The seriousness of ongoing budget woes could be seen in revelation last month that the state had ended a budget year in the red “for the first time in modern accounting history,” as the ProJo described it. The unsettled state of affairs makes inevitable another rancorous budget debate — with impassioned testimony about the impact of proposed cuts — after the General Assembly returns in January.
Fallout from the national economic mess can be expected to have a harsher toll in Rhode Island, considering how the state is already bedeviled by high unemployment and a disproportionate effect from the foreclosure crisis.
Twin River, meanwhile, is having trouble paying its bills, a partial reflection of how the golden goose of gambling — the state’s third-largest source of revenue — is proving less reliable in a downturn.
If these budgetary/economic problems persist long enough — and it will be surprising if they don’t — they can be expected to blend into the opportunism surrounding the 2010 gubernatorial race, when Republican Steve Laffey, independent Lincoln Chafee, perhaps, and a Democrat-to-be-named later will hawk their own financial prescriptions.
On the education front, public schools continue to under-perform in many Rhode Island communities, as demonstrated by the abysmal scores reported last week on the state’s first science test.
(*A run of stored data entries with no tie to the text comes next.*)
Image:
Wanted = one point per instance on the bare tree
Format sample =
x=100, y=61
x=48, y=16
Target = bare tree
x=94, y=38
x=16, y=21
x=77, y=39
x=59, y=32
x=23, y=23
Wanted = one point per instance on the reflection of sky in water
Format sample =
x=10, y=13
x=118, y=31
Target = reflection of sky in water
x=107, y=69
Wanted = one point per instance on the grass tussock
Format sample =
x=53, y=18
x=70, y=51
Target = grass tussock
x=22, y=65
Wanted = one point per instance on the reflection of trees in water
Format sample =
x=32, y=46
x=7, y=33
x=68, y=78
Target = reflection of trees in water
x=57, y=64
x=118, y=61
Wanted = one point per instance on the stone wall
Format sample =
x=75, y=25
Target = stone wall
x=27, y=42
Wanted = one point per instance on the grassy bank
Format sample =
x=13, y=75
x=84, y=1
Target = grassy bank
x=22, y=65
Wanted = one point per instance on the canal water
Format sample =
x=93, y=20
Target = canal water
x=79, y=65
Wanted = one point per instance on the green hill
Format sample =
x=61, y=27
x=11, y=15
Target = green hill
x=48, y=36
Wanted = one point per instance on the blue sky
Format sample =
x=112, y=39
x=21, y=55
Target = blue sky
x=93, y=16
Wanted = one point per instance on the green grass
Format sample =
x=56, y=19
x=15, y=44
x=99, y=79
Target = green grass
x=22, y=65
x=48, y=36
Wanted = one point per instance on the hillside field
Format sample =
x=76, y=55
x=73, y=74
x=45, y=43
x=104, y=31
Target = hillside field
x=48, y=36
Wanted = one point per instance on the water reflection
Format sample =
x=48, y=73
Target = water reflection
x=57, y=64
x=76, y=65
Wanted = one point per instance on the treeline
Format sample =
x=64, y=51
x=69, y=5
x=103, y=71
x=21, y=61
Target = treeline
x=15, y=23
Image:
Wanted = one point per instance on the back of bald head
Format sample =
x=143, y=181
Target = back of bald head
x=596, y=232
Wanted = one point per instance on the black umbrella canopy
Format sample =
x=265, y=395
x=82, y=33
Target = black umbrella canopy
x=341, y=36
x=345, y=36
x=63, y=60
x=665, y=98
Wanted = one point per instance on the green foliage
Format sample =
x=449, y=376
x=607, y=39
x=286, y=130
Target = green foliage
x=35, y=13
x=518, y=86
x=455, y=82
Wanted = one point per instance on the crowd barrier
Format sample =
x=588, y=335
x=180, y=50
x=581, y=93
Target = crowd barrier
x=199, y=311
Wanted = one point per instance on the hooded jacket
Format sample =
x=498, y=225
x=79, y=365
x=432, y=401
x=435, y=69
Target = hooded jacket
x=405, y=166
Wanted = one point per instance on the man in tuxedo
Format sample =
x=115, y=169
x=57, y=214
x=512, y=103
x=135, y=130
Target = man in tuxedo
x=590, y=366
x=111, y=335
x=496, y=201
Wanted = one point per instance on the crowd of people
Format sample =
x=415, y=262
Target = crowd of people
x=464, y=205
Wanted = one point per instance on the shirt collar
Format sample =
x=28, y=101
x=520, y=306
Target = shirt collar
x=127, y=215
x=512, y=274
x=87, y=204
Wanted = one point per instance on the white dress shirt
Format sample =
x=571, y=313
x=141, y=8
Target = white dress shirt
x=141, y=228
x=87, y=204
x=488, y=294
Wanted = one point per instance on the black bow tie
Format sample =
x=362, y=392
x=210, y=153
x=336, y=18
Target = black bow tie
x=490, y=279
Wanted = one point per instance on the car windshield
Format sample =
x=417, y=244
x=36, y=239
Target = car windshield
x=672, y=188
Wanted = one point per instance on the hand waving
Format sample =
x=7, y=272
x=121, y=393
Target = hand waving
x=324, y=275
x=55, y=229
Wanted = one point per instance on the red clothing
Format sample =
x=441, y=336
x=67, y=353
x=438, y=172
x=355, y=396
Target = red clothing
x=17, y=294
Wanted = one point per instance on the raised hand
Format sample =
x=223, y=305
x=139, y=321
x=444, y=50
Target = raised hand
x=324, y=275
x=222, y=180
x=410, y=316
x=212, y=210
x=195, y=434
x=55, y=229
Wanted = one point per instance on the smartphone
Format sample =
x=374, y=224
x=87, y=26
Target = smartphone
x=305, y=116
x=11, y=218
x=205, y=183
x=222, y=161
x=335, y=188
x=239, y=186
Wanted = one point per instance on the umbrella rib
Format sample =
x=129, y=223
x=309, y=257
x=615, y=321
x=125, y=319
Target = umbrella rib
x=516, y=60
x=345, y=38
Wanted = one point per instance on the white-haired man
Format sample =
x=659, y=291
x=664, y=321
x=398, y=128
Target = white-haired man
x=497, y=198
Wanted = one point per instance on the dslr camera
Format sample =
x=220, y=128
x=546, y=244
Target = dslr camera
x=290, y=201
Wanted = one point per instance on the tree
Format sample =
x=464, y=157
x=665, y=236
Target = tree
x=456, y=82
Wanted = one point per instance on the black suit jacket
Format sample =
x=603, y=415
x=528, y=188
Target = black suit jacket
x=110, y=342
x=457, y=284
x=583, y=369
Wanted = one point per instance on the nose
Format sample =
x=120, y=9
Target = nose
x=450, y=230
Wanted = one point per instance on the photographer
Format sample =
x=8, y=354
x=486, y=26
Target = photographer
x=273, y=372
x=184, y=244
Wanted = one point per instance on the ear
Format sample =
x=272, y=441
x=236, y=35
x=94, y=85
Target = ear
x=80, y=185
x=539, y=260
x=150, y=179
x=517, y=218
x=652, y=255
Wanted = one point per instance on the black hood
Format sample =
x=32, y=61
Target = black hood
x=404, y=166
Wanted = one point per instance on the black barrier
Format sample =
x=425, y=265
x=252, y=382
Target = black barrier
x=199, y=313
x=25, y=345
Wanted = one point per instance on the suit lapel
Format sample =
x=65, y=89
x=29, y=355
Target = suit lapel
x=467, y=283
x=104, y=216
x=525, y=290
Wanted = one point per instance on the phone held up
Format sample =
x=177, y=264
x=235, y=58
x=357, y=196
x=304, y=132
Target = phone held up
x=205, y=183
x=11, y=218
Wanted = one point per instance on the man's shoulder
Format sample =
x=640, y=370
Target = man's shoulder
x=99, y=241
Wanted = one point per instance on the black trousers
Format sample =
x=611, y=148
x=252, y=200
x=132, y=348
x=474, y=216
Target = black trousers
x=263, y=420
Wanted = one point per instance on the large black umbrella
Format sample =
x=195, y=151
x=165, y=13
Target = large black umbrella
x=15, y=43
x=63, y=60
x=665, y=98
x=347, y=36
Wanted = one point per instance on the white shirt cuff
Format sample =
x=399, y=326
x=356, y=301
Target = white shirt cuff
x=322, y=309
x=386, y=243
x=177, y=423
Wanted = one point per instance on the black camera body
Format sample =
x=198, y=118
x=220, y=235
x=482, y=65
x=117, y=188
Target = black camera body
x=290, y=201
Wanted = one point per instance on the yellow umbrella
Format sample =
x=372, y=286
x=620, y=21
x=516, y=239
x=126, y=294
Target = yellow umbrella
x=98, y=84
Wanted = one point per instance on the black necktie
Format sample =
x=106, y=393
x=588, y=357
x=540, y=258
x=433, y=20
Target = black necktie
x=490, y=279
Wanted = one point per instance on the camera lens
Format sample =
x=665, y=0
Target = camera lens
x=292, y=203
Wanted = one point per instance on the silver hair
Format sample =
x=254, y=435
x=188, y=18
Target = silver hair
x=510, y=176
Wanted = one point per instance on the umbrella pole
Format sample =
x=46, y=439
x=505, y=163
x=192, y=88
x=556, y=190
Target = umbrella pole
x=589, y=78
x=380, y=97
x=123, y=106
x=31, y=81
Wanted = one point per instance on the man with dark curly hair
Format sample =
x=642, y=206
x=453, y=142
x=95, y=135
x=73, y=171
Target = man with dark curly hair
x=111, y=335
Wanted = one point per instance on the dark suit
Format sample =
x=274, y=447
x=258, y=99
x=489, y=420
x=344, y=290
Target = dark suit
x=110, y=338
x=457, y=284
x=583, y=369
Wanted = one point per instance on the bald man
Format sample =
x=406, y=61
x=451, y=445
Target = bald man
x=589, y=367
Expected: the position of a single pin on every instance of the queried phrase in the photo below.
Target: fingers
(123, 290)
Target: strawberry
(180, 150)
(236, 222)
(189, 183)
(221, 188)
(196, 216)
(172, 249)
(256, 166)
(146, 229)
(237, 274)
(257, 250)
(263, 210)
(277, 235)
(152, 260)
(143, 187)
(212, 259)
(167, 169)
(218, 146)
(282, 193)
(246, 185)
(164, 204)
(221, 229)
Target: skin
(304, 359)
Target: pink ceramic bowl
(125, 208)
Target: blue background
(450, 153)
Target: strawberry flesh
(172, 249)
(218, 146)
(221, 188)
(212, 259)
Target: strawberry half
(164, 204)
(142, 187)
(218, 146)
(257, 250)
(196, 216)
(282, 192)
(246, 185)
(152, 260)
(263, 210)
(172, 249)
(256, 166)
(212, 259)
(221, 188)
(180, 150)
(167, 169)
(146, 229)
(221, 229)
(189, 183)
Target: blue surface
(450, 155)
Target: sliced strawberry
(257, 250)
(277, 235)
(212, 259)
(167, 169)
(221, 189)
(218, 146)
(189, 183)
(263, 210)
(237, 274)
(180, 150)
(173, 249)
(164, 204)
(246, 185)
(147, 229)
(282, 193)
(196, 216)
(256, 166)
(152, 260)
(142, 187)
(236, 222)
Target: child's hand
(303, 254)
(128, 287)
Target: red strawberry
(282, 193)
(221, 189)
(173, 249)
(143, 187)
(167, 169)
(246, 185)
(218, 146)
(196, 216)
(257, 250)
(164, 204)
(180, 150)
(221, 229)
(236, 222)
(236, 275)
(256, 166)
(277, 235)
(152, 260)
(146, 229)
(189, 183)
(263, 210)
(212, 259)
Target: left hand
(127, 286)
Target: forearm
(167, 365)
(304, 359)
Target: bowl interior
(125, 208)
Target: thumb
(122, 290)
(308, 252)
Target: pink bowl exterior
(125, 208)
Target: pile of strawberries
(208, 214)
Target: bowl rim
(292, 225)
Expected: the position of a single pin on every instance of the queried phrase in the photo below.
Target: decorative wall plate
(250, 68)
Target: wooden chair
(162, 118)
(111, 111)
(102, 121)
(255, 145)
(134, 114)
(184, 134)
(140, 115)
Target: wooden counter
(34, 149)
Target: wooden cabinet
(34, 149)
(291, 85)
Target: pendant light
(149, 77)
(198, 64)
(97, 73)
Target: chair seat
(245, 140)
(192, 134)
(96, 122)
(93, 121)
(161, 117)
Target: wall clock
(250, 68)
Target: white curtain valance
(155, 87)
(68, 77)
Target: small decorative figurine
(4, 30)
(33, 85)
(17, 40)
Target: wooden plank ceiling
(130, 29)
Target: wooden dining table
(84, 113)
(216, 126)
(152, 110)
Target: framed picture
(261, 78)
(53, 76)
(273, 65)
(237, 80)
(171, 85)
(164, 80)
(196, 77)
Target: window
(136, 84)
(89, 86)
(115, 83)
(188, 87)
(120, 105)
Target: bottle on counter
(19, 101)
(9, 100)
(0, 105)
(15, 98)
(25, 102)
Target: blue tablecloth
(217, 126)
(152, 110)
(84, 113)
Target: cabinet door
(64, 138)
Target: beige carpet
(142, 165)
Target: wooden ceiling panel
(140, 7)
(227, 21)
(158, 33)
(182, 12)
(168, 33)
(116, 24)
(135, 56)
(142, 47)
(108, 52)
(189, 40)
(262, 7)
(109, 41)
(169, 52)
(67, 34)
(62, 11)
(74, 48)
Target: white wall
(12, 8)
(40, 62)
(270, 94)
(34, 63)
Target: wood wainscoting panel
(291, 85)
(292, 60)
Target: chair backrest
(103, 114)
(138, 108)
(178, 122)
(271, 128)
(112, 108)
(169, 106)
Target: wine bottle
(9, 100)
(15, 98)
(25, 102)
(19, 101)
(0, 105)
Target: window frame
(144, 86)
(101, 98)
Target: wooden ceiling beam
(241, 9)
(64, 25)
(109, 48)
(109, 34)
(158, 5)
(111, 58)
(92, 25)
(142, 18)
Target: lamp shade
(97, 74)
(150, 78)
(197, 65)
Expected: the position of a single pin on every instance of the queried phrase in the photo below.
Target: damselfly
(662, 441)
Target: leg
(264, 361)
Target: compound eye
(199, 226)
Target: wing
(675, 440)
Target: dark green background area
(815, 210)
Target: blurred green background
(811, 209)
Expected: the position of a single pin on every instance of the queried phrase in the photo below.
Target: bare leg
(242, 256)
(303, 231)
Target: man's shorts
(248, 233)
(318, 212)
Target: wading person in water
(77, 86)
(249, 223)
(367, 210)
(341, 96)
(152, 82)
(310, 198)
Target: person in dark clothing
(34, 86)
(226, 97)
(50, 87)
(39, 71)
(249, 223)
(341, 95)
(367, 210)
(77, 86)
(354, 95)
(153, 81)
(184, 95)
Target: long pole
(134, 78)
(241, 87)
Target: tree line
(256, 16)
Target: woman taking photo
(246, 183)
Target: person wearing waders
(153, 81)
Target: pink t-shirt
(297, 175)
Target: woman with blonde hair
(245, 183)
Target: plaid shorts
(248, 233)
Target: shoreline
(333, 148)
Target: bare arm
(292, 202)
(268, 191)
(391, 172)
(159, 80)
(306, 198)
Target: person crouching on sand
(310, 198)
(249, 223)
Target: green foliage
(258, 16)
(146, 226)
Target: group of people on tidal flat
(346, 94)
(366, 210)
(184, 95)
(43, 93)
When it comes to higher education, an area in which a greater investment could yield future dividends, the state’s cash crunch is leading officials to plan instead on tuition hikes.
It would be a mistake — not to mention counter-productive — to think that everything in Rhode Island is doom and gloom.
Renewable energy, as with the wind farm announced last week, offers hope for jobs and economic development. The presence of as contemporary a thinker as John Maeda, RISD’s new president, is a good thing. In June, the Milken Institute’s 2008 State Technology and Science Index ranked Rhode Island 10th, up a notch from 2004. The state was last week an-nounced as the winner of $12.5 million National Science Foundation grant — one of 23 in the country — to improve math and science teaching at the middle school and high school level.
Companies, such as Inquest, and Kelly Space and Technology, continue to move here, and the state’s creative ferment enables such pairings as AS220’s Fab Lab, a forthcoming collaboration for innovation with MIT’s Center for Bits and Atoms. On October 21, Neurotech is scheduled to hold a ribbon-cutting for a 27,000-square-foot bio-manufacturing facility in Cumberland. There are plenty of other positive things.
Still, given the number of hurdles facing the state, it’s easy for this kind of good news to get overshadowed.